I felt a sense of deja vu when I opened the box of new Core running shoes, provided by Skora of Portland, Oregon. These shoes are singularly beautiful in their design and manufacture. And, yes, they do look a bit like the classic flats from Puma. This time, however, I resolved to place the charcoal, black and green-tinted shoes on my feet and run in them in order to produce this report.
Skora does not call the Core a minimalist running shoe, but it is a shoe that’s designed to facilitate a mid-foot/whole foot running style. When you first stand in the shoe, it feels quite flat, especially when compared to a standard American running shoe with a raised heel. On taking the first steps in the Core, it literally feels like you’re walking in a pair of moccasin-style house slippers. This made me wonder, as an instinctive heel striker, whether the shoe would be able to provide enough support and cushioning on the streets and trails of suburbia.

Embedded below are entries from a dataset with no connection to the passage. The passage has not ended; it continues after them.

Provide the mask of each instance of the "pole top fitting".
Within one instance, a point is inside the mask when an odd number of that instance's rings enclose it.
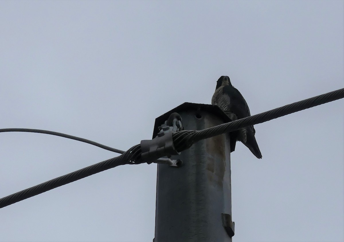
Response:
[[[174,147],[172,138],[173,133],[183,129],[180,115],[177,113],[171,114],[159,128],[160,131],[154,139],[141,141],[141,158],[148,164],[163,156],[169,158],[180,154]]]

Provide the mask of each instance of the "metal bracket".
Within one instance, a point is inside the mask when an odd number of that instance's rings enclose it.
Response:
[[[175,132],[182,130],[181,120],[180,115],[177,113],[173,113],[170,115],[165,123],[159,127],[160,131],[155,138],[152,140],[141,140],[142,159],[150,164],[152,161],[163,156],[167,156],[169,158],[171,155],[180,154],[180,152],[177,151],[173,145],[172,135]],[[171,166],[179,166],[178,165],[181,161],[178,162],[178,160],[169,159],[164,160],[164,159],[159,159],[154,162],[168,164]]]
[[[160,158],[153,161],[153,163],[159,164],[166,164],[170,166],[178,167],[183,165],[183,161],[181,160],[171,160],[170,158]]]
[[[227,234],[231,238],[234,235],[234,222],[232,221],[232,216],[227,213],[221,213],[222,218],[222,225]]]

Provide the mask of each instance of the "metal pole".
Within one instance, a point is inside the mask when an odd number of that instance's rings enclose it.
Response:
[[[178,112],[188,130],[227,121],[217,107],[191,104],[164,115]],[[181,166],[158,164],[154,242],[232,241],[230,143],[228,134],[207,139],[171,157]]]

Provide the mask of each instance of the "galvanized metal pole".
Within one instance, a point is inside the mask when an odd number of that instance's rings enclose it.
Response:
[[[219,110],[212,105],[186,103],[157,118],[154,130],[173,112],[180,114],[185,129],[200,130],[228,122]],[[228,134],[201,140],[172,157],[183,161],[181,166],[158,164],[154,242],[232,241],[230,144],[233,140],[235,144],[235,139]]]

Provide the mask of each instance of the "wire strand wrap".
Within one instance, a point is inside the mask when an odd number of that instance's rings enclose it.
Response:
[[[203,130],[179,131],[173,133],[172,135],[173,143],[177,150],[179,152],[181,151],[190,148],[193,144],[201,139],[233,131],[247,126],[266,122],[293,113],[343,98],[344,98],[344,88]],[[13,129],[18,130],[14,130]],[[66,137],[68,136],[72,137],[69,138],[79,141],[82,141],[80,140],[85,140],[86,141],[83,141],[83,142],[94,144],[88,142],[90,141],[88,140],[47,130],[29,129],[0,129],[0,132],[9,131],[9,130],[11,130],[10,131],[12,131],[23,132],[35,132],[36,130],[38,130],[40,131],[36,133],[53,134],[66,138],[69,137]],[[24,131],[24,130],[26,131]],[[6,130],[7,131],[6,131]],[[43,131],[49,133],[43,133]],[[60,135],[61,134],[63,135]],[[91,142],[96,143],[95,142]],[[96,144],[100,145],[98,143]],[[103,148],[99,145],[94,145]],[[108,147],[107,146],[106,147]],[[122,151],[119,150],[117,150]],[[140,145],[137,145],[119,156],[99,162],[0,199],[0,208],[118,166],[126,164],[135,164],[144,163],[144,161],[141,160],[141,152]]]

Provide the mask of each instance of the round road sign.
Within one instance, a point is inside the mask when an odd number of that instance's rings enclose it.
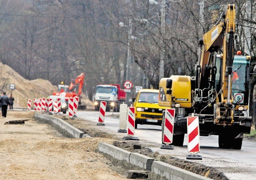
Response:
[[[234,102],[237,102],[238,103],[243,103],[244,94],[234,93]]]
[[[132,82],[130,80],[126,80],[124,83],[124,87],[126,89],[131,89],[132,87]]]

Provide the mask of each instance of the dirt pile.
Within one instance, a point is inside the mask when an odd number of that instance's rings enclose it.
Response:
[[[27,100],[33,101],[34,98],[47,98],[52,92],[58,90],[56,86],[54,86],[48,80],[37,79],[30,80],[25,79],[11,68],[0,62],[1,72],[0,78],[7,78],[7,86],[2,90],[10,96],[11,90],[10,84],[14,84],[15,90],[12,91],[12,96],[14,98],[14,108],[26,108]],[[1,82],[0,82],[0,85]],[[1,92],[1,95],[2,95]],[[82,94],[82,103],[86,105],[87,109],[92,109],[93,104],[85,95]]]

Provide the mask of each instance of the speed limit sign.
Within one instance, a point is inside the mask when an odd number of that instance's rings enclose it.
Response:
[[[244,93],[234,93],[234,102],[244,103]]]
[[[126,89],[131,89],[132,87],[132,83],[130,80],[126,80],[124,83],[124,87]]]

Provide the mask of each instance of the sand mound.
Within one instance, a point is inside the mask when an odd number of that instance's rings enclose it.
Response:
[[[33,101],[36,98],[46,98],[52,94],[53,92],[58,90],[57,87],[52,84],[48,80],[42,79],[28,80],[9,66],[3,65],[0,62],[0,68],[1,69],[0,79],[7,78],[7,86],[2,89],[2,91],[6,91],[7,96],[10,96],[11,92],[10,84],[12,84],[15,85],[15,90],[12,90],[12,96],[15,99],[14,108],[26,108],[28,99],[30,99]],[[0,81],[0,86],[2,87],[2,86],[3,82]],[[92,108],[92,102],[86,96],[82,95],[82,103],[86,105],[87,109]]]

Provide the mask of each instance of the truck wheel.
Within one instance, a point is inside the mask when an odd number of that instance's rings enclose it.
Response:
[[[164,119],[165,115],[164,113],[163,113],[163,116],[162,119],[162,143],[164,144]]]
[[[230,149],[230,138],[228,135],[225,134],[219,135],[219,147],[221,149]]]
[[[173,143],[171,145],[177,146],[183,146],[184,135],[184,134],[174,135],[172,137]]]
[[[162,122],[162,143],[164,143],[164,113],[163,114],[163,117]],[[182,118],[184,117],[183,115],[177,115],[177,118]],[[174,145],[177,146],[183,146],[184,142],[184,134],[179,134],[177,135],[173,135],[172,136],[172,143],[171,145]]]
[[[237,135],[219,135],[219,147],[222,149],[241,149],[243,141],[243,136],[236,138]]]
[[[241,138],[234,139],[233,143],[233,149],[241,149],[243,139]]]

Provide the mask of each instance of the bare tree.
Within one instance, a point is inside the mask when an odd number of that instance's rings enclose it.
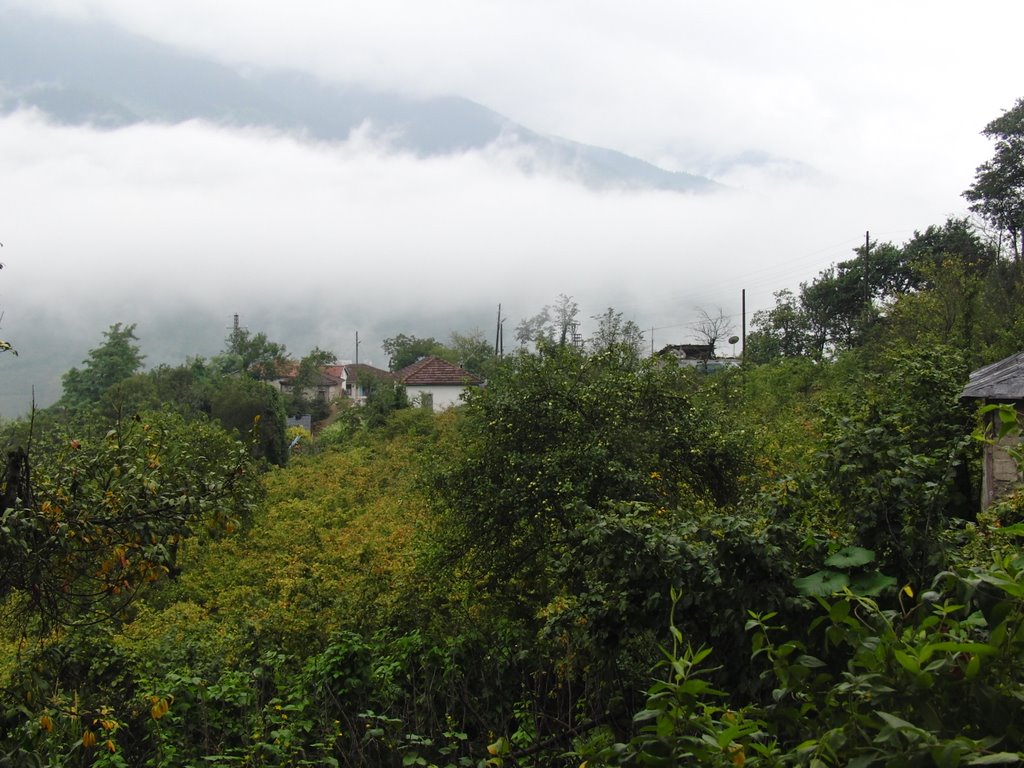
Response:
[[[715,345],[719,339],[727,338],[732,333],[732,319],[718,308],[717,314],[711,314],[703,307],[697,307],[700,318],[693,324],[693,333],[697,339],[711,347],[711,356],[715,356]]]

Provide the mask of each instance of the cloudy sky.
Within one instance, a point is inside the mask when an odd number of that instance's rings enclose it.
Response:
[[[360,359],[383,365],[386,336],[490,336],[499,302],[514,324],[563,293],[585,317],[614,306],[658,345],[692,338],[698,307],[738,331],[741,289],[753,313],[865,230],[904,242],[966,213],[961,193],[991,154],[980,130],[1024,96],[1010,32],[1024,4],[1010,0],[4,8],[110,23],[241,71],[461,95],[728,189],[596,191],[524,175],[503,146],[417,159],[362,132],[312,143],[15,113],[0,118],[0,333],[22,355],[0,360],[17,382],[2,416],[29,380],[55,397],[115,322],[138,324],[150,364],[215,353],[240,312],[299,354],[352,358],[359,332]]]

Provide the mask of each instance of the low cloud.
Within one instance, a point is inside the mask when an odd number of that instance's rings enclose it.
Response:
[[[752,313],[846,258],[865,228],[902,241],[961,207],[770,166],[715,195],[596,191],[514,144],[422,159],[372,126],[315,143],[23,112],[0,120],[0,144],[18,147],[0,155],[3,333],[24,348],[0,361],[19,382],[7,417],[33,383],[52,401],[116,322],[138,324],[148,365],[215,353],[234,312],[296,354],[352,358],[358,332],[360,359],[383,364],[396,333],[490,338],[499,303],[508,348],[519,318],[565,293],[584,318],[613,306],[658,343],[682,341],[697,307],[738,315],[746,288]]]

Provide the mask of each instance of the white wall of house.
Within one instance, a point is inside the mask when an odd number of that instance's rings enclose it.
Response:
[[[434,413],[444,411],[462,402],[463,386],[435,385],[432,387],[413,385],[406,388],[406,394],[411,400],[422,403],[423,395],[433,399]]]

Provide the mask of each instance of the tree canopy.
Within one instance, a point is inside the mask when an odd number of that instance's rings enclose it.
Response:
[[[61,379],[61,403],[79,408],[99,400],[100,396],[118,382],[132,376],[142,367],[144,356],[139,352],[135,324],[123,326],[115,323],[103,331],[105,341],[82,361],[84,368],[73,368]]]

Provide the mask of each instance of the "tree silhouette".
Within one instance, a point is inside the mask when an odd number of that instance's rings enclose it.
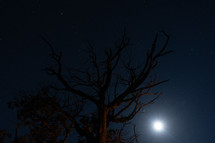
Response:
[[[124,58],[124,50],[131,45],[124,33],[121,41],[105,50],[105,56],[100,58],[89,43],[86,69],[75,72],[63,66],[62,54],[56,53],[42,36],[55,62],[44,70],[61,85],[43,87],[34,94],[23,93],[9,103],[9,107],[17,110],[20,123],[14,140],[5,130],[0,132],[0,139],[8,137],[14,143],[66,143],[74,142],[73,135],[78,134],[78,143],[138,142],[135,127],[134,135],[128,137],[125,125],[160,96],[152,89],[167,81],[158,81],[152,74],[158,59],[172,52],[167,50],[169,36],[163,31],[160,33],[166,37],[164,45],[157,48],[157,33],[140,66]],[[113,123],[122,126],[112,128]],[[29,132],[19,136],[21,127],[28,128]]]
[[[131,60],[122,60],[123,51],[131,45],[125,33],[119,44],[105,50],[102,60],[98,60],[98,54],[89,43],[90,68],[80,71],[79,74],[71,74],[72,71],[67,70],[69,77],[64,75],[62,54],[57,54],[51,43],[42,37],[51,48],[52,59],[56,62],[55,67],[47,67],[45,71],[57,77],[62,84],[61,87],[53,88],[72,93],[95,107],[90,114],[75,121],[77,132],[85,136],[86,142],[107,142],[111,123],[129,122],[143,107],[159,97],[160,94],[152,92],[152,88],[167,80],[157,81],[152,78],[151,73],[158,65],[158,59],[172,52],[166,50],[169,36],[163,31],[161,33],[167,38],[163,47],[158,49],[156,46],[157,33],[152,47],[147,51],[145,63],[138,67]],[[151,100],[144,101],[142,98],[147,95],[154,96]]]

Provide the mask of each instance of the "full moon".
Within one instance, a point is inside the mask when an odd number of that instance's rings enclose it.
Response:
[[[153,128],[155,131],[161,132],[161,131],[163,131],[163,123],[161,121],[155,121],[153,123]]]

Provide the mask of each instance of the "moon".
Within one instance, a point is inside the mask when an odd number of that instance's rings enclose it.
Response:
[[[162,121],[155,121],[153,123],[153,129],[157,132],[161,132],[164,130],[164,125]]]

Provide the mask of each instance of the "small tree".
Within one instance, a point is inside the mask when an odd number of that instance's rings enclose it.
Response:
[[[12,143],[66,143],[74,128],[75,118],[82,110],[83,101],[70,101],[57,96],[49,87],[36,93],[23,92],[9,103],[17,110],[19,123]],[[19,129],[29,130],[18,135]],[[6,132],[3,132],[6,135]],[[10,136],[11,138],[11,136]]]
[[[160,94],[152,92],[152,89],[167,80],[157,81],[152,78],[151,73],[157,66],[158,59],[171,52],[166,50],[169,36],[163,31],[161,33],[167,38],[163,47],[157,48],[156,34],[152,47],[147,51],[145,63],[139,67],[135,67],[130,60],[122,61],[123,51],[130,46],[130,40],[124,34],[116,47],[105,51],[103,60],[98,60],[94,47],[89,44],[90,69],[69,77],[64,75],[62,54],[57,54],[49,41],[42,37],[51,48],[52,59],[56,62],[56,66],[48,67],[45,71],[57,77],[62,84],[62,87],[53,88],[72,93],[95,107],[91,114],[75,119],[76,131],[85,137],[85,142],[107,142],[111,123],[126,123],[132,120],[141,109],[159,97]],[[142,98],[147,95],[154,96],[151,100],[144,101]]]

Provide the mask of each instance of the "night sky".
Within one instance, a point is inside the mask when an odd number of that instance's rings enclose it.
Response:
[[[170,35],[168,49],[174,51],[156,72],[169,79],[157,88],[162,96],[134,119],[140,141],[215,142],[214,0],[1,0],[0,127],[14,129],[15,112],[7,102],[20,90],[55,80],[42,71],[50,49],[40,34],[63,51],[67,65],[78,67],[86,41],[102,51],[124,28],[138,61],[160,30]],[[155,119],[165,123],[164,132],[152,131]]]

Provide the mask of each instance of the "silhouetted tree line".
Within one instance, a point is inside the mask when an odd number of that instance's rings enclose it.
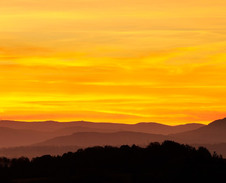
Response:
[[[225,182],[226,163],[204,148],[172,141],[92,147],[62,156],[0,159],[4,183],[194,183]]]

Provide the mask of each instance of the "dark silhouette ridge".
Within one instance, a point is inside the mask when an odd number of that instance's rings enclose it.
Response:
[[[196,124],[196,123],[169,126],[169,125],[163,125],[163,124],[153,123],[153,122],[137,123],[137,124],[120,124],[120,123],[96,123],[96,122],[93,123],[93,122],[85,122],[85,121],[76,121],[76,122],[56,122],[56,121],[20,122],[20,121],[7,121],[7,120],[0,121],[0,127],[36,130],[36,131],[44,131],[44,132],[54,132],[57,130],[64,129],[65,135],[69,135],[69,133],[72,134],[75,132],[79,132],[79,131],[76,131],[75,127],[84,128],[84,131],[87,131],[89,129],[95,132],[135,131],[135,132],[166,135],[170,133],[179,133],[179,132],[194,130],[202,126],[204,125]],[[75,131],[72,132],[72,129],[70,129],[71,127],[74,127]]]
[[[220,183],[226,162],[204,148],[172,141],[92,147],[62,156],[0,158],[4,183]]]
[[[115,133],[98,133],[98,132],[80,132],[68,136],[56,137],[45,142],[35,144],[40,146],[119,146],[122,144],[147,145],[150,141],[162,142],[167,140],[167,136],[139,133],[139,132],[115,132]]]
[[[209,148],[211,152],[216,151],[219,154],[222,154],[224,157],[226,157],[225,124],[226,119],[221,119],[216,120],[210,123],[209,125],[201,125],[200,128],[195,130],[190,130],[183,133],[176,133],[171,135],[159,135],[143,133],[139,131],[142,131],[142,129],[153,131],[154,129],[156,129],[156,126],[157,127],[161,126],[164,128],[166,127],[169,130],[168,127],[171,128],[172,126],[166,126],[157,123],[139,123],[135,125],[126,125],[109,123],[91,123],[84,121],[69,123],[59,123],[54,121],[34,122],[34,123],[0,121],[0,137],[1,137],[0,156],[2,155],[7,156],[6,153],[8,153],[8,157],[13,157],[13,155],[15,155],[15,157],[18,157],[19,155],[24,155],[24,153],[29,157],[43,155],[46,153],[51,155],[61,155],[63,153],[63,149],[67,151],[70,149],[74,150],[75,146],[76,147],[78,146],[88,147],[93,145],[116,146],[121,144],[137,144],[144,146],[150,141],[162,142],[163,140],[174,140],[180,143],[201,144]],[[190,124],[185,125],[186,128],[189,125]],[[11,126],[13,127],[13,129],[1,126]],[[127,133],[125,133],[124,130],[117,131],[117,129],[124,128],[126,129],[130,128],[132,130],[127,131]],[[175,129],[175,126],[173,128]],[[179,126],[179,128],[181,128],[181,126]],[[138,132],[136,132],[135,129]],[[119,134],[121,137],[118,136],[118,132],[120,132]],[[123,133],[124,135],[122,135]],[[95,138],[92,138],[92,136],[95,136]],[[65,141],[62,138],[67,140]],[[59,141],[55,141],[56,139]],[[38,145],[39,147],[37,147],[37,151],[35,152],[34,149],[35,146],[37,146],[37,144],[39,144]],[[33,147],[30,147],[30,145],[32,145]],[[45,147],[43,147],[42,150],[41,146],[43,145]],[[58,147],[55,148],[54,146]],[[2,149],[3,147],[11,148]],[[15,152],[15,149],[13,147],[17,147],[16,149],[18,150],[17,151],[18,153]],[[48,148],[49,152],[46,151]]]

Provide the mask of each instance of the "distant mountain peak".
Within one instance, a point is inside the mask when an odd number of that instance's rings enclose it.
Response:
[[[214,126],[214,127],[226,127],[226,118],[218,119],[216,121],[213,121],[208,126]]]

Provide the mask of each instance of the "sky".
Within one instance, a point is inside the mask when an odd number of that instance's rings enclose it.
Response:
[[[225,0],[1,0],[0,119],[226,117]]]

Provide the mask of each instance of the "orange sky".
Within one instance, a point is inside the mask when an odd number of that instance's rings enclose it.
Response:
[[[0,119],[226,117],[225,0],[1,0]]]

Initially, I jogged in the Core on a crushed gravel road and felt the shoe to be firm—something I usually like—and supportive. After a few miles, running in this non-traditional runner felt almost innate. I think my running form, in response to the shoe, very quickly changed. In my mind’s eye, a video would have shown me adopting Deena Kastor’s flat, mid-foot, relaxed landing pattern. (The brain seems to readily determine that there’s no pay-off in this model for heel strikers, thus directing the feet to stay lower to the ground.)
On hard concrete, the Core’s ride is surprisingly cushioned. On asphalt, it feels like a pair of racing flats, meaning that you definitely feel the ground but on a short to moderate distance run, it’s not going to punish the feet. I did not expect to feel any energy return while jogging in the Core, but found it to be a nice unexpected dividend. However, I ran with the floating sockliner in place and I think that helped. Some will choose to remove the sockliner.
The Core was truly impressive when I found a hard-packed natural dirt trail. It felt as if the shoes were anticipating my every move and turn—I can only compare it to driving a Mini Cooper, knowing that you can easily drive that automobile at close to its full capacity. “If you’ve got it, use it!” The Core’s an excellent trail runner that provides the confidence a runner needs to go virtually all out on a twisty trail. (What could be more fun than that?)
I would not run in the Core on a trail consisting of medium-sized and large rocks, but that’s the only surface I would avoid in this runner. Fit wise, the Core is nice and narrow in the rear and in the mid-foot, while providing plenty of room up front. Some might find the length a bit too long—which matches up with the laces—but that’s better for retaining one’s toe nails than being too short.
I found the Core to fit a half-size larger than standard walking shoes, which is a true fit for most running shoes. The flexible and comfortable upper of the Core uses leather with sheepskin lining, so animal lovers and vegans will want to look instead at the Phase model which uses man-made materials. The men’s version of the Core weighs 8.1 ounces; the women’s version comes in at just 6.7 ounces.